Le ministre iranien des Affaires étrangères, Ali Akbar Salehi, a déclaré vendredi que le "malentendu" avec l'Arabie saoudite à propos des événements dans la région pouvait être dissipé. "Nous n'avons pas de problèmes particuliers avec l'Arabie Saoudite et nous reconnaissons l'Arabie Saoudite comme (étant) un pays important de la région et influent sur la scène internationale", a déclaré M. Salehi à l'agence officielle de presse. "Nous avons depuis longtemps des relations amicales avec l'Arabie Saoudite. Après les événements dans la région, il y a eu des différences d'interprétations et d'analyses. Je crois que ces malentendus peuvent être dissipés", a-t-il ajouté. "J'espère qu'une méthode acceptable sera trouvée pour poursuivre les consultations entre les deux pays", a affirmé le ministre.
Ces déclarations plutôt apaisantes interviennent alors que ces derniers mois, des responsables iraniens ont critiqué avec virulence l'Arabie Saoudite pour son intervention à Bahreïn, dont la population est majoritairement chiite tout comme celle de l'Iran et qui est dirigé par une dynastie sunnite soutenue par Ryad. Les relations de l'Iran avec Bahreïn et les autres membres du Conseil de coopération du Golfe (CCG, Arabie saoudite, Emirats arabes unis, Oman, Qatar et Koweït) se sont dégradées depuis le déploiement en mars dans le petit royaume de troupes essentiellement saoudiennes, venues aider la monarchie sunnite à contenir une révolte dirigée principalement par des opposants chiites.
M. Salehi a déclaré par ailleurs que l'Iran "respectait la souveraineté nationale et l'indépendance de Bahreïn et voulait la paix, la stabilité et la sécurité de Bahreïn".
Le CCG a vivement protesté lundi auprès de l'Iran à la suite de déclarations de l'ayatollah Ahmad Janati sur Bahreïn jugées "provocantes". L'ayatollah avait dénoncé dans son sermon à la prière du vendredi 8 juillet à Téhéran les arrestations à Bahreïn, qualifié le dialogue national censé relancer les réformes dans ce royaume de "complot" et affirmé que ce pays serait un jour "conquis et gouverné par l'islam".

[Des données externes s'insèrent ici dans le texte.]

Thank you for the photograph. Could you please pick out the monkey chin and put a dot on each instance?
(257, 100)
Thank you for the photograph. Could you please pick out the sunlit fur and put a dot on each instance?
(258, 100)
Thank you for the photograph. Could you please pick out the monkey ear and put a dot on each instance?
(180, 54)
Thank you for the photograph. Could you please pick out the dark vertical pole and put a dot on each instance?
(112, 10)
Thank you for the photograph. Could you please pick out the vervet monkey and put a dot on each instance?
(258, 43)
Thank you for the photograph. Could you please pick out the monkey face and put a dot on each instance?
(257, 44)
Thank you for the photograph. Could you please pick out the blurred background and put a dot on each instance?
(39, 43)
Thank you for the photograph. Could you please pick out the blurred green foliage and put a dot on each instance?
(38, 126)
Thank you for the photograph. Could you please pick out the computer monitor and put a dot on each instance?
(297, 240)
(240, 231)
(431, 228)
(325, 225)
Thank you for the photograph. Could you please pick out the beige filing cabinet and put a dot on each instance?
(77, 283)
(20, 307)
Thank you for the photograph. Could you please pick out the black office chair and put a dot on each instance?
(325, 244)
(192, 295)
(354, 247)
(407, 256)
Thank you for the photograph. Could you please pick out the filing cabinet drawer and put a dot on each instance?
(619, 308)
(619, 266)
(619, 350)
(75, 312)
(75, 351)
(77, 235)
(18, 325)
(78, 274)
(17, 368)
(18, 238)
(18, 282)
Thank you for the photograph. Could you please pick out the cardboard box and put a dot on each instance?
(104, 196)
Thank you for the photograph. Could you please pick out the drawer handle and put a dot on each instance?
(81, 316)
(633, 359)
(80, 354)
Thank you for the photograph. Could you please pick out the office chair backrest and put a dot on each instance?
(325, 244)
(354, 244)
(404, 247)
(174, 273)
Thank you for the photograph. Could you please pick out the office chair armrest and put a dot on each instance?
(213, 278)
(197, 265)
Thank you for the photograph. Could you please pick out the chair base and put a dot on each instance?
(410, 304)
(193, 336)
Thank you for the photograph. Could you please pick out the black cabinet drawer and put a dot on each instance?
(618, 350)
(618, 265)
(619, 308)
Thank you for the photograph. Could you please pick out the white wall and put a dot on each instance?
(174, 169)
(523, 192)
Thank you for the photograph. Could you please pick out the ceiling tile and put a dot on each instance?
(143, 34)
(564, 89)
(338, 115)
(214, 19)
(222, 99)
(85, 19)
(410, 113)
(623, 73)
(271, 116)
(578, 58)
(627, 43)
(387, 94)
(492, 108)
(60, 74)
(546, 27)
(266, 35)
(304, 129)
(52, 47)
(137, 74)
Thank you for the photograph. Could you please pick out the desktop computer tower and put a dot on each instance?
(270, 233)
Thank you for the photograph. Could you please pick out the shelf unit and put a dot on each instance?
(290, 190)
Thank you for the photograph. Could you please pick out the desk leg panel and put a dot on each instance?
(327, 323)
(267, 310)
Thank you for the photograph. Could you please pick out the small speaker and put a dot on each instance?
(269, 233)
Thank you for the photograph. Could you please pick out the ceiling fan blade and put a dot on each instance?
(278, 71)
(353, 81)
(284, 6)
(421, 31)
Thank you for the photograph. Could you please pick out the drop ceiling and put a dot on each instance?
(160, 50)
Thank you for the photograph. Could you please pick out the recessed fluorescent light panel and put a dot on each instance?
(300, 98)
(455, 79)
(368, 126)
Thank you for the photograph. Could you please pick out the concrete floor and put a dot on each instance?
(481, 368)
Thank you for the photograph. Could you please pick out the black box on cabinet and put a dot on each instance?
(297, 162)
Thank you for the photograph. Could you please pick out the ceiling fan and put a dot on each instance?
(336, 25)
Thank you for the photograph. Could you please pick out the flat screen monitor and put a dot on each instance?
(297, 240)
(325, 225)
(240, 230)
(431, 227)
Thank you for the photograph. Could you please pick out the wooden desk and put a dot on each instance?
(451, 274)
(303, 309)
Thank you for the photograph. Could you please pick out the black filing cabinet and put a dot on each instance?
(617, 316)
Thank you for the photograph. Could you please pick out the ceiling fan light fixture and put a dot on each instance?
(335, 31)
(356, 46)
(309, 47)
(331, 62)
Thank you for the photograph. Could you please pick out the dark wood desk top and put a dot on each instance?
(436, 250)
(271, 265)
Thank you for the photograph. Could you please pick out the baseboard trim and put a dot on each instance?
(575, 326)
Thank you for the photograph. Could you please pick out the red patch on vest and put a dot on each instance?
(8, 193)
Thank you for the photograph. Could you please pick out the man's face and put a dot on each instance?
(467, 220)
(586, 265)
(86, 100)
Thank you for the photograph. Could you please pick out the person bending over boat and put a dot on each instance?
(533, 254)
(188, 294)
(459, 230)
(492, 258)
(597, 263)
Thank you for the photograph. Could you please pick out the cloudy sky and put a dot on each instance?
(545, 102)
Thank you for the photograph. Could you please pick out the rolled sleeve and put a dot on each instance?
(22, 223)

"Nous pensons que la question bahreïnie doit trouver une solution bahreïno-bahreïnie", a déclaré M. Salehi. "Nous avons des relations politiques avec le gouvernement de Bahreïn et nous considérons comme positive la décision du roi de Bahreïn d'engager un dialogue avec la population. Nous espérons que ce dialogue permettra de trouver une solution" à la crise, a-t-il affirmé.
Ces déclarations...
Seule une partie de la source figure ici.